Fiennes... Village perdu vers Guînes...
Mais, en dehors de cette coupure avec le monde, la région est tout simplement Parfaite pour faire mes footings.
J'en ai fait que deux depuis le début, mais à chaque fois que j'en fais un l'envie me prend d'en faire un autre le lendemain même, donc je vais augmenter la cadence.
Surtout que j'ai appris récemment que, sans le savoir, lors des Régionales du 1000m, j'aurais fini 9ème sur 20 (ce n'est pas encore top, mais je m'attendais à bien pire à vrai dire), et surtout, surtout, j'aurais battu mon ancien record de 2 minutes 58 secondes avec un temps de moins de 2 minutes 55 secondes, chose à laquelle je ne m'attendais pas: en effet, en général, quand je bats mon ancien temps, ça se solde par un malaise à l'arrivée à la ligne, mais là, il me semble qu'à la fin de la course, mis à part mes crampes partout (pourtant j'avais bien bu), j'étais en assez bon état, j'en avais donc déduit que je ne m'étais pas surpassé...
Enfin bon, toujours est-il qu'après cette compétition, j'ai passé plus d'un mois sans faire de footing... et la reprise s'est faite à Fiennes.

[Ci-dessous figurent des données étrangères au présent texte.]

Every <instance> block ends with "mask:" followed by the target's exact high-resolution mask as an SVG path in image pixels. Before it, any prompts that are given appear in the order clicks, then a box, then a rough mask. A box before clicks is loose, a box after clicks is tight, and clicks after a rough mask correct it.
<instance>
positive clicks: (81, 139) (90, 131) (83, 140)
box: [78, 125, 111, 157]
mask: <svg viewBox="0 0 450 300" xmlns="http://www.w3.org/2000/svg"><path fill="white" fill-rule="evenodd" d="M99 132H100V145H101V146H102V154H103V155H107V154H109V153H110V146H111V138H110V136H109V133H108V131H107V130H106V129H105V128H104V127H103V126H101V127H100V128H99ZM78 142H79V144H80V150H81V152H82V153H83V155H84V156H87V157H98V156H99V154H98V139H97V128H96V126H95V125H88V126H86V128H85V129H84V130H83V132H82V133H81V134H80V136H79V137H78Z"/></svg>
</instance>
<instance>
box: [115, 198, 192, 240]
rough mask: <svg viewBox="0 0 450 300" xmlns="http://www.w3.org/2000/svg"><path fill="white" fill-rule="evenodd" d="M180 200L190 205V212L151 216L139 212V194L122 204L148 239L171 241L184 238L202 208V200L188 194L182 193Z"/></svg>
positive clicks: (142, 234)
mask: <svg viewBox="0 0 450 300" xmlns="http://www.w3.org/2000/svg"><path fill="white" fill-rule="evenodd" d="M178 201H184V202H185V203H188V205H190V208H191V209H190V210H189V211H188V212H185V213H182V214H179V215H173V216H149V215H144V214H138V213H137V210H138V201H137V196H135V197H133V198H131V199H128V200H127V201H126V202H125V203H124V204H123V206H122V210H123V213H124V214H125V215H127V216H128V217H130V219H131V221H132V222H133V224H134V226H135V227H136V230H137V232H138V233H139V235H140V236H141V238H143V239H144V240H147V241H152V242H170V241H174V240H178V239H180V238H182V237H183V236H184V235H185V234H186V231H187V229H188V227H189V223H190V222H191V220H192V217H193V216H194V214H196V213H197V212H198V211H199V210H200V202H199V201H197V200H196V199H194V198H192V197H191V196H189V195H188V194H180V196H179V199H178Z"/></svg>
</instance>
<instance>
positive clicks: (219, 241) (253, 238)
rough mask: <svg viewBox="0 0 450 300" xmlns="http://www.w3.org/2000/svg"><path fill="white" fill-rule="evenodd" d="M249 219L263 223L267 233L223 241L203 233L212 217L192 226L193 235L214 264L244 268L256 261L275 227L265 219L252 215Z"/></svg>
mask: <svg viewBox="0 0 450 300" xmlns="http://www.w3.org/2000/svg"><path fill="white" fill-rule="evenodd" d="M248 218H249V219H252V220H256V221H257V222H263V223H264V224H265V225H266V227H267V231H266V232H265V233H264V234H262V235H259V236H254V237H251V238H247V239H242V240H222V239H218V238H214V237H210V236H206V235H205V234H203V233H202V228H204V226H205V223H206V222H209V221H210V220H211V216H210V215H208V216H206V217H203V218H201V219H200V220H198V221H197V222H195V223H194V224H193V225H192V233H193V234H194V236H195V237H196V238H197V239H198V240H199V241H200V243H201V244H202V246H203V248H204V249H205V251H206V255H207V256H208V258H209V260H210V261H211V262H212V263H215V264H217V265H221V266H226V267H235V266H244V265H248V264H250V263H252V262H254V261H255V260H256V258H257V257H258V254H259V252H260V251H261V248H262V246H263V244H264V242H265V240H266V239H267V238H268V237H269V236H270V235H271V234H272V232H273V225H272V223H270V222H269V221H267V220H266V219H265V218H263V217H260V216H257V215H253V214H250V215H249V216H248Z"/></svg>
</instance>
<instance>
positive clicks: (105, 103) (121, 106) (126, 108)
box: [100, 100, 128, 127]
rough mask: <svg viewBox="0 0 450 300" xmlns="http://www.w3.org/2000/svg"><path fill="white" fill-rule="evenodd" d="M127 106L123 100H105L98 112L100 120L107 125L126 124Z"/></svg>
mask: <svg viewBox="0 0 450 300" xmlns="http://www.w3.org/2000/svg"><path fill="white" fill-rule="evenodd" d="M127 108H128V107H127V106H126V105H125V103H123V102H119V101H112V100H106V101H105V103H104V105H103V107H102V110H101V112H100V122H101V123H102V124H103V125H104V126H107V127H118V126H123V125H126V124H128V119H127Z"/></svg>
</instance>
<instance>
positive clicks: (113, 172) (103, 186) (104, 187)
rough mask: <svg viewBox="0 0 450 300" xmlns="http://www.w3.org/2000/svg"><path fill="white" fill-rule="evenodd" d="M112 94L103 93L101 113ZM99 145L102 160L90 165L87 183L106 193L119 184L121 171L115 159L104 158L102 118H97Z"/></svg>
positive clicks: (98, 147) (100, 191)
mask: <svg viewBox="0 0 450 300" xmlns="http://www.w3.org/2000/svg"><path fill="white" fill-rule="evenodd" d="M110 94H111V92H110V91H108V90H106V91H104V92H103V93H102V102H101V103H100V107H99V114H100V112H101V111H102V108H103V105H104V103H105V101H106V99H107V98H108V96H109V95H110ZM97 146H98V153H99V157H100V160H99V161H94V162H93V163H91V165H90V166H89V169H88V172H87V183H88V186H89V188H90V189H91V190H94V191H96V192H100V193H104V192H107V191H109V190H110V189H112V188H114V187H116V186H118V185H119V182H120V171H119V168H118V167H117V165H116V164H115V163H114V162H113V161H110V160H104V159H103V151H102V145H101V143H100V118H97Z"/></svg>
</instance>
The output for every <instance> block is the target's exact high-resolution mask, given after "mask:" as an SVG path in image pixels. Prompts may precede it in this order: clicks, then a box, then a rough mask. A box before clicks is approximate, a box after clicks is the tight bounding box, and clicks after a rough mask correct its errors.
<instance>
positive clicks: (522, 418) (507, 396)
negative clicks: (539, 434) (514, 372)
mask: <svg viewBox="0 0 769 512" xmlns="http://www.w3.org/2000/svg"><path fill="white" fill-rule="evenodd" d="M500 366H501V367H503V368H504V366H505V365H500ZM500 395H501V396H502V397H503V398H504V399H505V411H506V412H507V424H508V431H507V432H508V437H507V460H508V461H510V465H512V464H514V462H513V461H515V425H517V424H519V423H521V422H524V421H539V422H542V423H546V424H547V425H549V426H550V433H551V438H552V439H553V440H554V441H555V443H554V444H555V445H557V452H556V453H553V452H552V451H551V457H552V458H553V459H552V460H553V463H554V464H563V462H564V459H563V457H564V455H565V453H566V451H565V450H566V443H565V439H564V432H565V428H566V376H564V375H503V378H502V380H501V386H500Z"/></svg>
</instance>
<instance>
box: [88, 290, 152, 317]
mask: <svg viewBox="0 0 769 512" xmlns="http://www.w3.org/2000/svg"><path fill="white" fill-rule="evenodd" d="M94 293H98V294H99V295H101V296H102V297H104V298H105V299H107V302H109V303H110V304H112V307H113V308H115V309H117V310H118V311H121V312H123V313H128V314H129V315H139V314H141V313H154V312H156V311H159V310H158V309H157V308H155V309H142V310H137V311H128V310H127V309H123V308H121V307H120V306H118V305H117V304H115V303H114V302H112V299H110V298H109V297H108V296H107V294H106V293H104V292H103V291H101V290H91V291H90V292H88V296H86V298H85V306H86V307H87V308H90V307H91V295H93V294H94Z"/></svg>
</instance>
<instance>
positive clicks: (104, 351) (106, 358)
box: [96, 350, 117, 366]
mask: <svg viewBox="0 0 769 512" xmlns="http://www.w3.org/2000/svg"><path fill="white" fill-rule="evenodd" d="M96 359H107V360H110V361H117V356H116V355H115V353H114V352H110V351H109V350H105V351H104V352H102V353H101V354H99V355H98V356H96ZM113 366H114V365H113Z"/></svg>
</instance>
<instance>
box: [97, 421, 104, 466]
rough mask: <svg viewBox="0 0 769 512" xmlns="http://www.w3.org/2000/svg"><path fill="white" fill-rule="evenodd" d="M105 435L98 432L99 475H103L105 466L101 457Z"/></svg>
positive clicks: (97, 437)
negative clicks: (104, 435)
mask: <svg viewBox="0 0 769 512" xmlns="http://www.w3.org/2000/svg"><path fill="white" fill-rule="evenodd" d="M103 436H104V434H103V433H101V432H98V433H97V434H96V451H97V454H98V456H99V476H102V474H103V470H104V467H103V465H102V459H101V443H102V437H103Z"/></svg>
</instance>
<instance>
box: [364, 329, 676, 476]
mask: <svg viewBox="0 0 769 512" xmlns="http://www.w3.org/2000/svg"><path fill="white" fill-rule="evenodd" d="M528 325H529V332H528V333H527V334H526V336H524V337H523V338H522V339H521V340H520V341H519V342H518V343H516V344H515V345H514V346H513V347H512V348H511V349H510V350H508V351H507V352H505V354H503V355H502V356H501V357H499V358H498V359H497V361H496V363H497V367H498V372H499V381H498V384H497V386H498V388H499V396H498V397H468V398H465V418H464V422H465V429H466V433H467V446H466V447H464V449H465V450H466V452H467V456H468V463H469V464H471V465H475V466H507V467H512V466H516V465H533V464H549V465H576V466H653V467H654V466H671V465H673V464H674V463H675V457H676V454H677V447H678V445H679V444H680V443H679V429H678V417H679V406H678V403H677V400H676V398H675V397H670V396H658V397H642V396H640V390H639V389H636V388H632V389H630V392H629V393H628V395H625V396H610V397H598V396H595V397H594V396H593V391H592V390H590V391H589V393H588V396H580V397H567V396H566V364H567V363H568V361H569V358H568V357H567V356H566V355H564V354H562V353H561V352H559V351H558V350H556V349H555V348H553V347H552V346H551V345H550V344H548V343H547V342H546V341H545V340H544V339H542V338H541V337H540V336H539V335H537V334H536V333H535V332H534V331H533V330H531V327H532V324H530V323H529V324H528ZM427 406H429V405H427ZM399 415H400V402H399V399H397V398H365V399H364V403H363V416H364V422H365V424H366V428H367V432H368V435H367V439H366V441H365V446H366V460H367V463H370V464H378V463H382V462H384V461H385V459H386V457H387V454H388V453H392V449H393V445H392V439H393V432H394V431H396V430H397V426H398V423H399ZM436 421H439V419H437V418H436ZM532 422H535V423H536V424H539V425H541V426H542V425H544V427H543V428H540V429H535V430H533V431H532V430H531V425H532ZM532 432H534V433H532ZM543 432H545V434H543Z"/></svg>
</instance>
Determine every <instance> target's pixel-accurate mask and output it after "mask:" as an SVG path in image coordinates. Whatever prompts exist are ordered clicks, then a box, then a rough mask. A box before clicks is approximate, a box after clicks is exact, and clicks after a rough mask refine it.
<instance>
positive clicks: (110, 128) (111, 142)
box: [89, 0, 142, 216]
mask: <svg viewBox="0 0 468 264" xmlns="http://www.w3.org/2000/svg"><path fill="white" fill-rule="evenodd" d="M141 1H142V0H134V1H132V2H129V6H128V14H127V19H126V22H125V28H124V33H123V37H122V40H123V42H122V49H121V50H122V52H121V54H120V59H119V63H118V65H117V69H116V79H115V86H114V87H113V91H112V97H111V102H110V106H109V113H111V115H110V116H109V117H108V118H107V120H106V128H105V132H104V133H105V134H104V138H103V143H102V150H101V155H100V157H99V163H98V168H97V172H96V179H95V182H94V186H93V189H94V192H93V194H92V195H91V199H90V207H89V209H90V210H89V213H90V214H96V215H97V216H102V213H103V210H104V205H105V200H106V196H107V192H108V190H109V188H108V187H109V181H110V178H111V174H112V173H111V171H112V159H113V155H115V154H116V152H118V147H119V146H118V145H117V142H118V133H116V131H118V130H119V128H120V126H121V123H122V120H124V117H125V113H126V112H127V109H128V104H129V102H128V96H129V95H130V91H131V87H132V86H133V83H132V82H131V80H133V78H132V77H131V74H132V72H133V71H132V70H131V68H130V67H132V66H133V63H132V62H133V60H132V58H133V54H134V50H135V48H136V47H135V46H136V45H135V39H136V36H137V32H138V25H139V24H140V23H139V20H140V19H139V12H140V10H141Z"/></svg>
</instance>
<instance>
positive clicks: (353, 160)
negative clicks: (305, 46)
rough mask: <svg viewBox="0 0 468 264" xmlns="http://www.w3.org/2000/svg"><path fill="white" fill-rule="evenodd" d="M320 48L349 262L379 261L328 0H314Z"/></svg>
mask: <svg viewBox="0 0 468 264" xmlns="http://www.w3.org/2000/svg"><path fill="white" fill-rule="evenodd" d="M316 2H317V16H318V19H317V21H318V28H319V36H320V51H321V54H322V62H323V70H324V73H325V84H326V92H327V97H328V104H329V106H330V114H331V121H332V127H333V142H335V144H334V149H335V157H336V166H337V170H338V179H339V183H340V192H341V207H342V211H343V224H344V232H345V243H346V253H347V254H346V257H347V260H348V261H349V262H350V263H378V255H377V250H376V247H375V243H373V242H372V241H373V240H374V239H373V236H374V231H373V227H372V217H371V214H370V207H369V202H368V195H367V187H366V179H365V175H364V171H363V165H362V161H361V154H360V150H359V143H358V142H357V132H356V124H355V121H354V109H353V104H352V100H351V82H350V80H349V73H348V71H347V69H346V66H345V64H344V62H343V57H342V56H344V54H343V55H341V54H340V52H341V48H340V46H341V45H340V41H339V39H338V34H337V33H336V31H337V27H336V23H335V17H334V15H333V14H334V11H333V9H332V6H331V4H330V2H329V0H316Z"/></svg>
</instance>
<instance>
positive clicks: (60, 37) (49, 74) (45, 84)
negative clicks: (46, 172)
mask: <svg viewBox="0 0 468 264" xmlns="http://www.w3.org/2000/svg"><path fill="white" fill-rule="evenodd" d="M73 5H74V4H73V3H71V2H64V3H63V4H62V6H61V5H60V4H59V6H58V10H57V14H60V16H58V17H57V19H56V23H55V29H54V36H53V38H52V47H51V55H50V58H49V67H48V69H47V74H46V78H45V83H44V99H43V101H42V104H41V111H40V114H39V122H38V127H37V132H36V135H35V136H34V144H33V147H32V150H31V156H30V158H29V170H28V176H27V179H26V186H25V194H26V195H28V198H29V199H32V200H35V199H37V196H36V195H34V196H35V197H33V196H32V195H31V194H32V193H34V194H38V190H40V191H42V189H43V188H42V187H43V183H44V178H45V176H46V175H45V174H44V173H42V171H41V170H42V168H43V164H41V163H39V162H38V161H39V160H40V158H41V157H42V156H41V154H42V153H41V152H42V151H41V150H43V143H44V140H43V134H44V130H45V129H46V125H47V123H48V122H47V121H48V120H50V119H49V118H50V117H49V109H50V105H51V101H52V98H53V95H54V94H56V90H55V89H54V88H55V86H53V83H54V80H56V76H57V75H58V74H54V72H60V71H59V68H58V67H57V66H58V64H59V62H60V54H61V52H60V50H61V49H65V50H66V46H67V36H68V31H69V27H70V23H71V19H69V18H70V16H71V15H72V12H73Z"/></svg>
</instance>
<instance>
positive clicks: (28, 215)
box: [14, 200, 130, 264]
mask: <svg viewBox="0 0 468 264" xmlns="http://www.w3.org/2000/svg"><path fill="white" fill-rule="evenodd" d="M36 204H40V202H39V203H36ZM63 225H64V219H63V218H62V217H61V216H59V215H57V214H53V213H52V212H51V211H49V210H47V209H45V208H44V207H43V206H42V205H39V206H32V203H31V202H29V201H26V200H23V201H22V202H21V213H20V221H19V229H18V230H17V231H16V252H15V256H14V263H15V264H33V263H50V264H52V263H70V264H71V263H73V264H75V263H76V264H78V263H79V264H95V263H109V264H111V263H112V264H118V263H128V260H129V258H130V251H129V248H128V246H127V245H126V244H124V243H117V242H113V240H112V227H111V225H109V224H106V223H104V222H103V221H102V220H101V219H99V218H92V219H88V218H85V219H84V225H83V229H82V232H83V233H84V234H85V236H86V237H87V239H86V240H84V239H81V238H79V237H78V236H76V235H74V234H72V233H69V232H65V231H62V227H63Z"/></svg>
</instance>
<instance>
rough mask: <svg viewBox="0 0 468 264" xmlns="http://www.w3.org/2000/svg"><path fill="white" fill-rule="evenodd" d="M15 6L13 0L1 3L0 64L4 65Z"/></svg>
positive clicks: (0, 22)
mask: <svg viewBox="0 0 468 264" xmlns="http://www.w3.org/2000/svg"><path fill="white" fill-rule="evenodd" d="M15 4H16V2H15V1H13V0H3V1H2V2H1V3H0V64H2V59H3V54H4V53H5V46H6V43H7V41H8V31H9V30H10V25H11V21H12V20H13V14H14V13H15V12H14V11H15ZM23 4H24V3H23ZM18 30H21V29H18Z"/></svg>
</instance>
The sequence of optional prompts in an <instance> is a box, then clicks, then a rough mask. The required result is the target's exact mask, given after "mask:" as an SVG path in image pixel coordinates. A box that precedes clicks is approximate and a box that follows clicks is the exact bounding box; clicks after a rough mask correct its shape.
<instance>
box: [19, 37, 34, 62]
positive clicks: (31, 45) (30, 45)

Mon grand-père m'a proposé de me suivre à vélo, et c'est ce qu'il a fait. J'ai démarré à un rythme que je trouvais correct: mon Ancien rythme de footing, celui que j'avais quand j'étais encore très chaud, quand j'en faisais un tous les deux jours. J'ai tenu jusqu'à la ferme des peupliers, donc environ 3 km, ce qui est assez court. D'après mon grand-père, j'allais de 11 à 12 km/h, et dans les montées il avait eu du mal à ma suivre (je l'avais remarqué d'ailleurs). Une fois à la dite ferme, je me souviens d'une nausée horrible, une envie de vomir mon bol de lait (seule chose que j'avais dans l'estomac à cet instant précis), mais je me suis retenu, j'ai repris mon souffle, et je suis rentré avec mon grand-père à la marche "rapide". Conclusion: l'utilisation du bon vieux rythme de 12 à 15 km/h n'est pas prohibée à vie, mais juste le temps d'une reprise.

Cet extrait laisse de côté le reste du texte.